EATON Every Year, we wait for their arrival. We binge for six weeks, and then it’s over – back to less festive fare. But how exactly did these festive foods arrive in our holiday spreads? Here are the origins behind a few of our favorite holiday foods.
The first-known recipe of the sweet treat is said to be from Greece in 2400 BCE. The formula was developed and remixed through several cultures and eventually made its way to England, where Queen Elizabeth I was credited with the idea of decorating the cookies. Eventually, gingerbread was consumed year-round, and the shapes changed with the seasons. The designs got so elaborate that they became a symbol of elegance, which is, perhaps, why we save them for a special time like the holidays.
Fruitcakes are just cakes with candied or dried fruit, nuts, and spices. The modern version of this dish was likely whipped up in the Middle Ages, when dried fruits and nuts were really expensive. Because of the price of ingredients and the time and effort that went into making the dessert, it’s assumed December festivities were felt to be the time most worthy of the hassle.
They didn’t always have their stripes! According to legend, the original candy cane, made some 350 years ago, was an all-white sugar stick that was completely straight. In 1670, a choirmaster at a German cathedral bent the sticks to represent a shepherd’s staff. The canes were given out to children during a nativity scene. The candy arrived in America sometime during the 19th century, and around that time the refining process for sugar had gotten to the point where it could be pure white, and the development of better food dyes could create that strong red for the stripe.
Eggnog has a festive history as a staple for the British aristocracy. It’s based on a medieval drink called posset, which consisted of milk, often eggs, and some form of alcohol like sherry or Madeira. Since all the ingredients were expensive at the time, it became a drink of the wealthy. In the winter, the wealthy would drink warm milk and egg drinks with exclusive spices and liquors. Eventually, people in the American colonies were able to harvest the ingredients from their own farms and the drink caught on again. In fact, the drink you sip around the holidays today is uniquely American thanks to the rum—a critical component of American ‘nog which never really caught on with the British upper classes.

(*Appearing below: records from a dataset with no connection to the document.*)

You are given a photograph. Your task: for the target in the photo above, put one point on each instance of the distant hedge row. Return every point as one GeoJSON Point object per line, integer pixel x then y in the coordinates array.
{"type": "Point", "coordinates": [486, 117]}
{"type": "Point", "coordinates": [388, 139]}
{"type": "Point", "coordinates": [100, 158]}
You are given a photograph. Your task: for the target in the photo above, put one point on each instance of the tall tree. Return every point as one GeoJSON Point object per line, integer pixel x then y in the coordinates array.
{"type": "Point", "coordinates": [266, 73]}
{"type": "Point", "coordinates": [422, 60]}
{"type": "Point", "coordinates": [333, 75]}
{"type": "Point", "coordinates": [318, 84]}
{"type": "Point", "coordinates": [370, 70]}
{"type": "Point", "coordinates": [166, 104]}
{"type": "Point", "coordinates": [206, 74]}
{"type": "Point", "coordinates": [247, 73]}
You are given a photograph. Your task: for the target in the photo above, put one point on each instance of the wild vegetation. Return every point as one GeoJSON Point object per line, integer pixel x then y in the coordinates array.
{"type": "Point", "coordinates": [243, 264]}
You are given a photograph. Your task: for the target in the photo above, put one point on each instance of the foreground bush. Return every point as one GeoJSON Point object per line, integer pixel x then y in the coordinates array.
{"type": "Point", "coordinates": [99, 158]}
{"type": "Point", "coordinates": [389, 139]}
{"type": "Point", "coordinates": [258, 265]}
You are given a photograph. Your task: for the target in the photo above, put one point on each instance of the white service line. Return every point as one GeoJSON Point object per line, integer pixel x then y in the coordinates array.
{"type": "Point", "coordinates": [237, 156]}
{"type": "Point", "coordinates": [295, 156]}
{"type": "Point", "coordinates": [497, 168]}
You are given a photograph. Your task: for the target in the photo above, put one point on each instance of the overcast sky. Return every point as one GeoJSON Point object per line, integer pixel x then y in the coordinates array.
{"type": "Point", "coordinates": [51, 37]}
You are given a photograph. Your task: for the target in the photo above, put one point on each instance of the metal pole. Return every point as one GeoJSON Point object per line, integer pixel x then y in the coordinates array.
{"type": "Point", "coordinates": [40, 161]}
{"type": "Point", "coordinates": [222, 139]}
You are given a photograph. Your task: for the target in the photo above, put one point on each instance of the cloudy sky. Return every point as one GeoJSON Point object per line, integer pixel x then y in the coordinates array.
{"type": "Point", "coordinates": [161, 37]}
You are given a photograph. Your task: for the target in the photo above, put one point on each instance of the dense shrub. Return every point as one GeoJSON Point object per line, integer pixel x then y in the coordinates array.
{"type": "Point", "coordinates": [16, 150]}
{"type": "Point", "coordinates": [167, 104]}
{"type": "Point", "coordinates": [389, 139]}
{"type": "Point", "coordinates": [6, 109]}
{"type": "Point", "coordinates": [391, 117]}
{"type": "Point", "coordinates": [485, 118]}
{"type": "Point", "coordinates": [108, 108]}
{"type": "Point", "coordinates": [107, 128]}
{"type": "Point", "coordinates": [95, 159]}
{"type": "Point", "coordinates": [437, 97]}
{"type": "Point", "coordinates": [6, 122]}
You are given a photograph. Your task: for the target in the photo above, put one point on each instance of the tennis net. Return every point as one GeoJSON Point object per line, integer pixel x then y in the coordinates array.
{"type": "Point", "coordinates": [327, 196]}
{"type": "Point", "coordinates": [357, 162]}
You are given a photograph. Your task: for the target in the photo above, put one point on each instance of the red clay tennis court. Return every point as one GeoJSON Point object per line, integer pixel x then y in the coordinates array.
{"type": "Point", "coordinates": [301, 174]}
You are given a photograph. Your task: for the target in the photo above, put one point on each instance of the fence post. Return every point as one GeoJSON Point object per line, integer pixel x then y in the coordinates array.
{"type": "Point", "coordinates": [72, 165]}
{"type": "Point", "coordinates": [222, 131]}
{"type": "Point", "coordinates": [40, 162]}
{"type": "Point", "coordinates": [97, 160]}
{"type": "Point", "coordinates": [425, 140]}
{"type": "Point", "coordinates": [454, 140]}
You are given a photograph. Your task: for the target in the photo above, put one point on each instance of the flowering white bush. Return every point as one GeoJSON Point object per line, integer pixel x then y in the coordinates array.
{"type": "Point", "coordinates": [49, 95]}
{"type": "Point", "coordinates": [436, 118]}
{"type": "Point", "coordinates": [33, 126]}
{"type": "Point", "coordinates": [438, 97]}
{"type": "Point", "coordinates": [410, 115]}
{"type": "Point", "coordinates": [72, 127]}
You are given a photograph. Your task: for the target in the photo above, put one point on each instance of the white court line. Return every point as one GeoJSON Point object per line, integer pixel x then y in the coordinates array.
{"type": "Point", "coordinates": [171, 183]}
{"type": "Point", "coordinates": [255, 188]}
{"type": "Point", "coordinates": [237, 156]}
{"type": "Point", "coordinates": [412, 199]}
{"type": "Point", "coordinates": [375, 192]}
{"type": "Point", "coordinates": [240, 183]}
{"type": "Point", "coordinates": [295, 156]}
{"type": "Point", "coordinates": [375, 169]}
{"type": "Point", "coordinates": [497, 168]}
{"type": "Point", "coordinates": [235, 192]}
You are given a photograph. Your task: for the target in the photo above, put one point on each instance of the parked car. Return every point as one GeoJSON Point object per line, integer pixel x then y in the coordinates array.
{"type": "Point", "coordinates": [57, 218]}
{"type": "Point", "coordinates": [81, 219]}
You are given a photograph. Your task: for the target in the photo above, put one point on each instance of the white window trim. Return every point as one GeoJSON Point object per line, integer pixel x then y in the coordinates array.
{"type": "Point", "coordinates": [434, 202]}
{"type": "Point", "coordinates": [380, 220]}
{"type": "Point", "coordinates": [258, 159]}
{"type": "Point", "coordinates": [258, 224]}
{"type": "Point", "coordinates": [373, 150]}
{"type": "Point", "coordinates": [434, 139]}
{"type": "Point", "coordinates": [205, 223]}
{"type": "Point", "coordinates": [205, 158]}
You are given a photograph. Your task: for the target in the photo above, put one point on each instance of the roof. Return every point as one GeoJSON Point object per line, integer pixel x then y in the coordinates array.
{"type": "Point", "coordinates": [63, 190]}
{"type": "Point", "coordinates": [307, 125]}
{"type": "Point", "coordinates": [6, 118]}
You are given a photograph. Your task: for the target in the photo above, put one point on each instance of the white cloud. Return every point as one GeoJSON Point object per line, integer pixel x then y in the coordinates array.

Americans have been making creamed vegetables, including green beans, since the late 19th century. When cream of mushroom soup was created, it became a common replacement for the white sauce. But the modern version of the dish was standardized by Campbell’s in 1955, simply to promote one of their soups. Smothering things was a trend at the time and the recipe got boxed to the Thanksgiving zone, with no argument from Campbell executives who estimate the company makes $20 million just off cans of cream of mushroom soup around Thanksgiving.
Many credit the French for inventing the pecan pie after they settled in New Orleans in 1718 and noticed the abundance of pecan trees. But the first recipes actually appeared in the late 19th century, and were often referred to as “Texas pecan pie.” These were standard custards topped with pecans, not the dark rich filling we associate with the dish today. That was created by the Karo Syrup Company in the 1930s when a sales executive’s wife allegedly came up with a “new” way of using corn syrup.
At the turn of the 20th century, marshmallows were handmade and overpriced. Using the gooey item in cooking was very trendy, but a 1917 recipe booklet by Angelus Marshmallow Company really made the idea of using them in candied sweet potatoes stick.
Pumpkin dates back 9000 years to Mexico and was cultivated by the Native Americans for centuries. Before modern food preservation methods, pumpkin was roasted or boiled and often mixed with pie-like ingredients: honey and spices. It’s suspected that the Pilgrims made a similar dish but without the crust.